Душою «Общества кулака» был Беккариа (1738—1794), издавший в 1764 г. трактат «О преступлениях и наказаниях», в котором он доказывал, что в преступлениях по большей части виновато само общество, толкающее бедняка на воровство и даже на убийство. Беккариа утверждал, что число преступлений уменьшится с установлением всеобщего равенства перед законом. Книга Беккариа была переведена на многие языки, имела шумный успех и оказала большое влияние на развитие буржуазной юридической мысли.

Основной задачей, которую жизнь ставила перед итальянскими просветителями, было освобождение страны от чужеземного господства и ее политическое и экономическое возрождение. Объективно эта задача сливалась с задачей ликвидации феодальных порядков в деревне и политической раздробленности Италии, с подготовкой борьбы за национальную независимость и единство.

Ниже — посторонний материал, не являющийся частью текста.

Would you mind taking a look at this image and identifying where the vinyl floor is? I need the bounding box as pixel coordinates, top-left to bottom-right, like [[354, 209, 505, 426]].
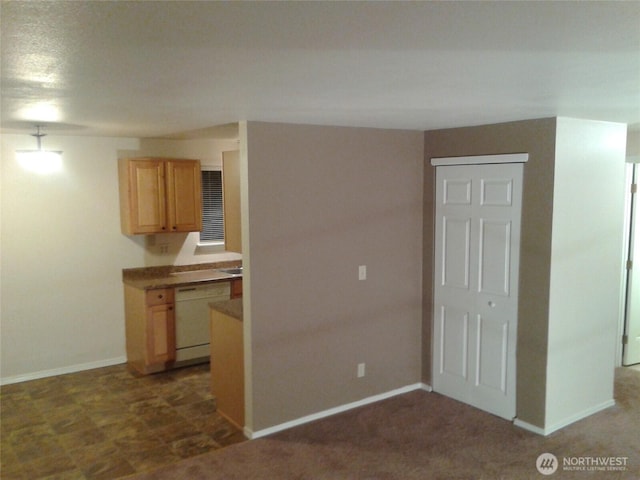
[[0, 362, 246, 479]]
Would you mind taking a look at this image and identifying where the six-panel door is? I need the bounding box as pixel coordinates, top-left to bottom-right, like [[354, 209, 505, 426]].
[[433, 162, 523, 420]]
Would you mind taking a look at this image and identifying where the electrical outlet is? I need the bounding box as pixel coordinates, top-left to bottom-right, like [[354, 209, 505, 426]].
[[357, 363, 366, 378], [358, 265, 367, 281]]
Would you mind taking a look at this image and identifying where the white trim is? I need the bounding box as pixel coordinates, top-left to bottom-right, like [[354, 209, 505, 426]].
[[514, 399, 615, 436], [543, 400, 616, 435], [196, 240, 225, 248], [200, 165, 223, 172], [513, 418, 548, 436], [619, 163, 634, 367], [0, 356, 127, 385], [430, 153, 529, 166], [245, 383, 428, 440]]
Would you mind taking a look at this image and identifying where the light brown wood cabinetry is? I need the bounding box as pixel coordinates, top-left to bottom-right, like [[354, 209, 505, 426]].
[[124, 285, 176, 374], [230, 278, 243, 299], [118, 158, 202, 235], [165, 160, 203, 233], [222, 151, 242, 252], [210, 307, 244, 428]]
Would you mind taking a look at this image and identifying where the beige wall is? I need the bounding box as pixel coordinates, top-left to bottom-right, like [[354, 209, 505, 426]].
[[1, 134, 141, 381], [244, 122, 424, 431], [0, 133, 240, 382], [423, 118, 558, 427], [627, 130, 640, 159]]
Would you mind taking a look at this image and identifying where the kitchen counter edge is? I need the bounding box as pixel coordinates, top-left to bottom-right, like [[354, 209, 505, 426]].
[[209, 298, 243, 321], [122, 262, 242, 290]]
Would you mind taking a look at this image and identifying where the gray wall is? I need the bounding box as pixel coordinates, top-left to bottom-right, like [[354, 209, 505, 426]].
[[245, 122, 424, 431], [423, 118, 558, 427]]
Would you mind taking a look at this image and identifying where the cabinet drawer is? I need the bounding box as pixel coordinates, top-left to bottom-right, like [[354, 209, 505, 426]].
[[146, 288, 174, 306]]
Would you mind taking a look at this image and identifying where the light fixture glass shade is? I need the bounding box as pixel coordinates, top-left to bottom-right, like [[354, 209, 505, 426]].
[[16, 150, 63, 174]]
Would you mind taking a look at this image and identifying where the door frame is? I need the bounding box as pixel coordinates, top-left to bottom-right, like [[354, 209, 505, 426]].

«Природа одарила Италию так же щедро, как Англию, — писал в 60-х годах XVIII в. пьемонтец Баретти, — почему же Италия почти не имеет влияния в Европе, в то время как влияние Англии так велико?» «Прежде чем ответить на этот вопрос,— продолжал он,— надо, чтобы народы всей Италии или большей ее части объединились под властью единого правительства в один народ...»

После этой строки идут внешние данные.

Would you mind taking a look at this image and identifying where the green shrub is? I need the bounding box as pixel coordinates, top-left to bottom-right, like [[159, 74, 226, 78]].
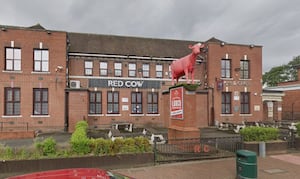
[[70, 120, 91, 154], [240, 126, 279, 142], [0, 146, 14, 160], [134, 136, 152, 152], [35, 137, 57, 156], [112, 138, 124, 154], [90, 138, 113, 155], [296, 123, 300, 136]]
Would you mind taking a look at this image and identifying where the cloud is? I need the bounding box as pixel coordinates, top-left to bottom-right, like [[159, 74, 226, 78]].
[[1, 0, 300, 72]]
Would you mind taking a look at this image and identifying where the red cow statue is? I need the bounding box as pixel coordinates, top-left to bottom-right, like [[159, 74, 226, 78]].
[[171, 43, 205, 85]]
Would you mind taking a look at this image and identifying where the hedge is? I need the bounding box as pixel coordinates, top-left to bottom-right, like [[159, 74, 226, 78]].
[[240, 126, 279, 142]]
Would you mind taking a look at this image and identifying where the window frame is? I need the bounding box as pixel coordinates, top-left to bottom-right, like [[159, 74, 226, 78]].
[[84, 61, 93, 76], [107, 91, 119, 114], [221, 59, 231, 78], [221, 92, 232, 114], [240, 92, 250, 114], [147, 92, 158, 114], [4, 87, 21, 115], [33, 49, 49, 72], [128, 63, 136, 77], [89, 91, 102, 114], [33, 88, 49, 115], [114, 62, 122, 77], [156, 64, 163, 78], [240, 60, 250, 79], [5, 47, 21, 71], [99, 61, 108, 76], [142, 63, 150, 78], [131, 92, 143, 114]]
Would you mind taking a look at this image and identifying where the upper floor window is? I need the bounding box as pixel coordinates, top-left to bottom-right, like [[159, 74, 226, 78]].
[[142, 63, 150, 78], [5, 47, 21, 71], [131, 92, 142, 114], [100, 62, 108, 76], [33, 88, 48, 115], [89, 91, 102, 114], [107, 91, 119, 114], [128, 63, 136, 77], [221, 59, 231, 78], [240, 60, 250, 79], [85, 61, 93, 75], [147, 92, 158, 114], [114, 62, 122, 77], [221, 92, 231, 114], [34, 49, 49, 72], [4, 87, 20, 115], [156, 64, 163, 78], [240, 92, 250, 114]]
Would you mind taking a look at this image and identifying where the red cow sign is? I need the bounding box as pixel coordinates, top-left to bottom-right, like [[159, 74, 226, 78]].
[[171, 43, 205, 85], [170, 86, 184, 119]]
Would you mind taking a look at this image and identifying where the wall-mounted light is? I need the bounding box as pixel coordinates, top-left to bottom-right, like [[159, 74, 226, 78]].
[[55, 65, 63, 72], [47, 31, 51, 35], [220, 42, 225, 46], [250, 44, 254, 48], [1, 27, 6, 31]]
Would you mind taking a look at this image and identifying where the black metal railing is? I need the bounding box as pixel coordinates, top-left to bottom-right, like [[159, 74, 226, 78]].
[[154, 136, 243, 163]]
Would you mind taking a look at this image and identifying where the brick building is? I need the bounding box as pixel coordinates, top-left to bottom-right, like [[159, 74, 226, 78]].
[[263, 66, 300, 121], [0, 24, 67, 132], [0, 24, 264, 132]]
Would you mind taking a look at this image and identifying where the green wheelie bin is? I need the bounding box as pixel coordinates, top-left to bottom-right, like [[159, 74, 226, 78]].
[[236, 150, 257, 179]]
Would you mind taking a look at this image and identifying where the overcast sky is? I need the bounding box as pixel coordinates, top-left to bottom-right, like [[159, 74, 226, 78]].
[[1, 0, 300, 72]]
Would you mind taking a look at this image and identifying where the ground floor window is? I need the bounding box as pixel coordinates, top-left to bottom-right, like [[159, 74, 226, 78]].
[[33, 88, 48, 115], [240, 92, 250, 114], [221, 92, 231, 114], [147, 92, 158, 114], [107, 91, 119, 114], [89, 91, 102, 114], [131, 92, 142, 114], [5, 87, 21, 115]]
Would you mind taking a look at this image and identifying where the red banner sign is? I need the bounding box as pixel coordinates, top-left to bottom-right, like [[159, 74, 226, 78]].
[[170, 86, 184, 119]]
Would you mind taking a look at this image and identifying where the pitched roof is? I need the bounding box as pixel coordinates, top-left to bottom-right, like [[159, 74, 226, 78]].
[[67, 32, 200, 58]]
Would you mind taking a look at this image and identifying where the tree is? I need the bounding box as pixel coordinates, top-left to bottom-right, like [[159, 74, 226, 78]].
[[263, 55, 300, 87]]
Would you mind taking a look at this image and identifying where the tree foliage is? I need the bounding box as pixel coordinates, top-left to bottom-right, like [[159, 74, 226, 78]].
[[263, 55, 300, 87]]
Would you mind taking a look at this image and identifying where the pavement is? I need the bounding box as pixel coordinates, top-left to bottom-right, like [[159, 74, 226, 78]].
[[113, 152, 300, 179]]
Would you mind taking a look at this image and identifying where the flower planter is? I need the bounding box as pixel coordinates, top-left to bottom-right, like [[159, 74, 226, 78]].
[[243, 140, 288, 155]]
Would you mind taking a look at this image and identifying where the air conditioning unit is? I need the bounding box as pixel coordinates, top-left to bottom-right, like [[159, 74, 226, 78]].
[[70, 80, 80, 88]]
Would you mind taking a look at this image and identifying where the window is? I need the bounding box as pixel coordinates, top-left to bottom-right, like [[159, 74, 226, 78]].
[[107, 91, 119, 114], [142, 63, 150, 77], [89, 91, 102, 114], [34, 49, 49, 72], [5, 87, 20, 115], [131, 92, 142, 114], [5, 47, 21, 71], [114, 62, 122, 77], [33, 88, 48, 115], [221, 59, 231, 78], [128, 63, 136, 77], [85, 61, 93, 75], [147, 92, 158, 114], [221, 92, 231, 114], [99, 62, 108, 76], [168, 64, 172, 78], [156, 64, 163, 78], [240, 92, 250, 114], [240, 60, 250, 79]]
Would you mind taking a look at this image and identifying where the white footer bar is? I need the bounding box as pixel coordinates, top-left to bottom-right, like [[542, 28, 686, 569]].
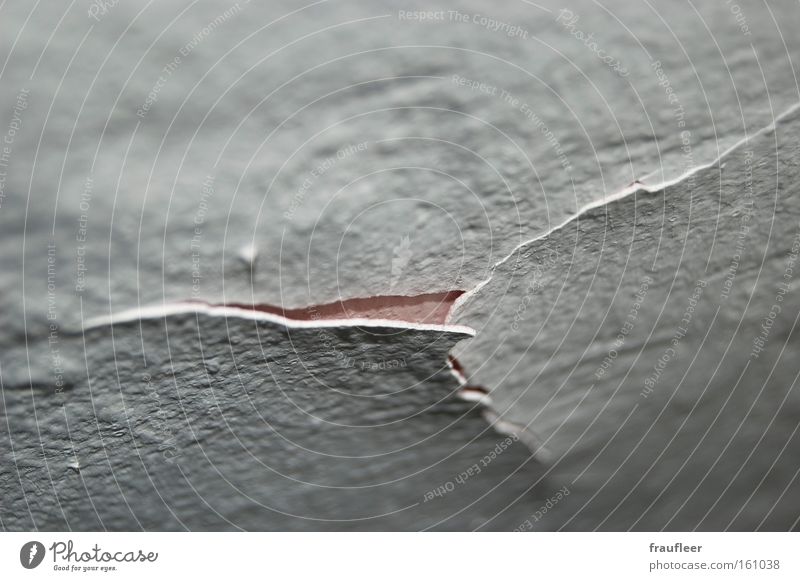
[[1, 532, 797, 580]]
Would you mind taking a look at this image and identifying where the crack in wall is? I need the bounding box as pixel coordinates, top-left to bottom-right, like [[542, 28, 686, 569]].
[[83, 297, 475, 335], [449, 100, 800, 323], [81, 100, 800, 466], [217, 291, 463, 325]]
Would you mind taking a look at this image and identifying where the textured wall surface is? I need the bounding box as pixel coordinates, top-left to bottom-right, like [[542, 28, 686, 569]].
[[1, 0, 799, 530]]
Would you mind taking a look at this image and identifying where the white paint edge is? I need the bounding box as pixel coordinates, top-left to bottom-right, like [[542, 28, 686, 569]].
[[84, 302, 476, 336]]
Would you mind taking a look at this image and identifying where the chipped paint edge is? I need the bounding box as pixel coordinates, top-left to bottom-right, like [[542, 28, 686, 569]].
[[83, 302, 476, 337]]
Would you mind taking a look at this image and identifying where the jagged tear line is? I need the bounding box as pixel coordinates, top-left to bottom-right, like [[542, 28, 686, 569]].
[[83, 293, 475, 336], [447, 100, 800, 322], [446, 354, 550, 457]]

«Любовь к родине, т. е. стремление к благу всей нашей нации,— заявлял ломбардский экономист Джан Ринальдо Карли (1720—1795),— это солнце, которое освещает и притягивает итальянские города». Не решаясь в условиях австрийского владычества открыто потребовать политического объединения страны, Карли звал к созданию морального единства итальянцев с помощью развития общенационального искусства, литературы и науки. «Мы должны быть итальянцами, а не ломбардцами, неаполитанцами или тосканцами, если мы не хотим перестать быть людьми», — писал он.

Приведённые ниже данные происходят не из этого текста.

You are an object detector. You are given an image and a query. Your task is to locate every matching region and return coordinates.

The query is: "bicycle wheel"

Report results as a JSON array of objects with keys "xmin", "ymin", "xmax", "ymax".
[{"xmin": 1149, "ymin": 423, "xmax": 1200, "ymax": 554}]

Стремясь к ликвидации политической раздробленности, итальянские просветители требовали уничтожения внутренних таможенных пошлин, введения единого законодательства, единой системы мер, весов и т. д. «Если бы Италия была подчинена одному монарху, никому и в голову не пришло бы ограничивать перевозку товаров из одной провинции в другую»,— заявлял другой крупный экономист — миланец Пьетро Верри (1728—1797), издатель журнала «Кафе».

Возлагая на монархов преувеличенные надежды, итальянские просветители призывали их прекратить междоусобную борьбу и раздоры и «в какой-либо форме объединиться». «Если бы это случилось,— утверждал профессор Неаполитанского университета Антонио Дженовезе (1713—1769), — Италия, ныне раздробленная и такая слабая, что становится рабой каждого, кто этого захочет, стала бы могучей и сильной».

Но задача возрождения Италии требовала не только политического ее объединения. Гаетано Филанджиери (1752—1788) с горечью писал в своем главном труде «Наука законодательства» о громадных земельных владениях, сосредоточенных в руках немногих аристократов, и о том, что в большей части Италии свободны лишь несколько тысяч дворян и священников, остальные же — это рабы, прикованные к земле, им не принадлежащей. «Феодализм — бессмыслица! Он хуже чумы!» — восклицал Филанджиери.

Ломки феодальных порядков в итальянской деревне, препятствовавших капиталистическому развитию, — уничтожения остатков крепостного права, уменьшения сеньориальных повинностей, лежавших на крестьянах, отмены законов о майорате и неотчуждаемости дворянских и церковных поместий — требовали и другие итальянские просветители. Многие из них считали также необходимой передачу крестьянам в собственность или в длительную аренду части дворянских и церковных земель. «Когда человек уверен, что полностью получит плоды своего труда, он заставит приносить урожай даже скалы, но он забросит и плодородную почву, если плоды его труда не достанутся ему хотя бы частично»,— писал Джузеппе Пальмиери (1721—1793).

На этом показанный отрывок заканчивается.